It seems that Bermejo-Rubio is essentially correct. But I noticed the following things.
- No case is a really good parallel. The first two cases of Suetonius are the violent excesses of a ruler and the case of Cassius Dio is the private execution of a slave.
- In Cassius Dio's case, the emphasis is on the inscription being carried through the forum; it no longer plays a role at the crucifixion. Cassius Dio seems to suggest that the whole thing is a message from Caepio's father to the Emperor.
- The inscription seems to be something special for Suetonius and Cassius Dio, as if it were rare.
- My impression was correct that the usual translations ("inscription of the charge") of Mark's text are not good. Suetonius and Cassius Dio use the term "inscription -> of the reason -> for his punishment/killing. The last part is missing from Mark, it only says "inscription -> of the reason of him".
- The words of the inscription are mentioned only in the second case. What is mentioned there is the crime (impietās - impiety) as such, not what the householder said.

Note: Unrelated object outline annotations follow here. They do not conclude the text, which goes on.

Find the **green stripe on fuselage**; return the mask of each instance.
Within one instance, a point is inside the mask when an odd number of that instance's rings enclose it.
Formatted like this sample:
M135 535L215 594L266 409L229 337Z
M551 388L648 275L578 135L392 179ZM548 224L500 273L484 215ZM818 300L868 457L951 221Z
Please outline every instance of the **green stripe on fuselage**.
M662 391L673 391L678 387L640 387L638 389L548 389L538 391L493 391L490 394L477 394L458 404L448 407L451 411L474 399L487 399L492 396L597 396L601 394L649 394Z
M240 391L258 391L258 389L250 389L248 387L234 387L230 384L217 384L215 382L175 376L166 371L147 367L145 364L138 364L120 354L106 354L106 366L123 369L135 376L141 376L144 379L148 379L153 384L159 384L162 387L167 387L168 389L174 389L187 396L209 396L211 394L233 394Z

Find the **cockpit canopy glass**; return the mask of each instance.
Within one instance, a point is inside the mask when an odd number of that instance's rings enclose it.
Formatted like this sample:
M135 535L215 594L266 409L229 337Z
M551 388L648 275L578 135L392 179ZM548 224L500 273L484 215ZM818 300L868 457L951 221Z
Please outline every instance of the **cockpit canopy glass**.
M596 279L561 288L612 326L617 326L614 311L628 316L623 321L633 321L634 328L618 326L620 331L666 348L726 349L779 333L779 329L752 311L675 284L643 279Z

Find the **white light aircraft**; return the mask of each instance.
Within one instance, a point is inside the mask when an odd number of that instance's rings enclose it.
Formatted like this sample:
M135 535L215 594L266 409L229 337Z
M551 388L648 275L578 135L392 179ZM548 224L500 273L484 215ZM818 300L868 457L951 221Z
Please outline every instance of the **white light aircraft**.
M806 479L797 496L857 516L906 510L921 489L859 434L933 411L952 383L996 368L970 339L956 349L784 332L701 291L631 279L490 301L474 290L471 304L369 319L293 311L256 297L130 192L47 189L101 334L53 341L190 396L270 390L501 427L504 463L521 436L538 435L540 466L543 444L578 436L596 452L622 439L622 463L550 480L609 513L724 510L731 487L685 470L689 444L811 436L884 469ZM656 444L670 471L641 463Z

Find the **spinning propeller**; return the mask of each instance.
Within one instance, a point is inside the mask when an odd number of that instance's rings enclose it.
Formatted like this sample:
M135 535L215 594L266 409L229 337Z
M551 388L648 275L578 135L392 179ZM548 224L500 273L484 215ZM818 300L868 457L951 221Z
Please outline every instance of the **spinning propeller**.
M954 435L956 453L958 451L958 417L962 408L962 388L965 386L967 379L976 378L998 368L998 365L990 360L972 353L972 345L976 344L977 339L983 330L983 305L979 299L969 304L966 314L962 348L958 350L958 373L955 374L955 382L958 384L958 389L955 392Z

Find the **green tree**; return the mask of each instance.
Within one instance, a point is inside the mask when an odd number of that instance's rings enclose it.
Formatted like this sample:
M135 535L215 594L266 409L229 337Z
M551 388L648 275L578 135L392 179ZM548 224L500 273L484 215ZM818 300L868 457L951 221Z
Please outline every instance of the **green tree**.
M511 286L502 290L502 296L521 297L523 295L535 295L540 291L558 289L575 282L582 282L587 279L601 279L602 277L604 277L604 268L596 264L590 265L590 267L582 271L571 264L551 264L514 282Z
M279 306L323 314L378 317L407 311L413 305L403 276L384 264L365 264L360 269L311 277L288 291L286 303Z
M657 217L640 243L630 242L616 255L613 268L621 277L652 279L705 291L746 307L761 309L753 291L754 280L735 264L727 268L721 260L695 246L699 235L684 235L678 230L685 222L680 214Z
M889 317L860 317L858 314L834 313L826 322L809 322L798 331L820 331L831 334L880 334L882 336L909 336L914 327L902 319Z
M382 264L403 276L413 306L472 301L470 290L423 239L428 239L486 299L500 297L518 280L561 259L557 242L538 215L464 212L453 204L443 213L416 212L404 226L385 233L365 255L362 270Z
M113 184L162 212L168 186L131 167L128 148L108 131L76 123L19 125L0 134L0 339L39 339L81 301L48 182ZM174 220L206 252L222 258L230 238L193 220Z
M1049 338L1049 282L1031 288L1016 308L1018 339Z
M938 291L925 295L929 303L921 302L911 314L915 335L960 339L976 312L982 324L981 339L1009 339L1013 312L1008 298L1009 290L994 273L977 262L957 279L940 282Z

I'm reluctant to use the Historia Augusta as a source but the life of Alexander Severus has
This is oral not writtrn but the principle is the same.5 There were certain men that he always refused to see alone in the afternoon or, for that matter, in the morning hours, because he found out that they had said many things about him falsely, and chief among them was Verconius Turinus. 6 For Turinus had been treated by him as an intimate friend, and all the while he had sold favours under false pretences, with the result that he brought Alexander's rule into disrepute, for he made the Emperor seem a mere fool whom he, Turinus, had completely in his power and could persuade to do anything; in this way he made all believe that the Emperor did everything at his beck and call. 36 1 He was finally caught, however, by the following trick: A certain man was deputed to present a petition to the Emperor publicly, but secretly to ask Turinus, as it were for protection, namely, that he would privately plead with Alexander in his behalf. 2 All this was done, and Turinus promised him his support and later told him that he had said certain things to the Emperor (whereas in reality he had said nothing at all), and that it now depended on him alone whether or not the request would be granted; he then offered a favourable decision in return for money. And when Alexander ordered the petitioner to be summoned for a second hearing, Turinus, though apparently occupied in doing something else, signalled to the man by nodding his head, but said nothing to him in the room; then his petition was granted, and Turinus, in return for a favour sold under false pretences, received a huge reward from the successful petitioner. Thereupon Alexander ordered him to be indicted, and when all the charges had been proved by witnesses, of whom some were present and saw what Turinus had received and others heard what he had promised, he issued instructions to bind him to a stake in the Forum Transitorium. Then he ordered a fire of straw and wet logs to be made and had him suffocated by the smoke, and all the while a herald cried aloud, "The seller of smoke is punished by smoke." 3 And in order that it might not be thought that he was too cruel in thus punishing one single offence, he made a careful investigation before sentencing Turinus, and found that when selling a decision in a law-suit he had often taken money from both parties, and that he had also accepted bribes from all who had obtained appointments to commands or provinces.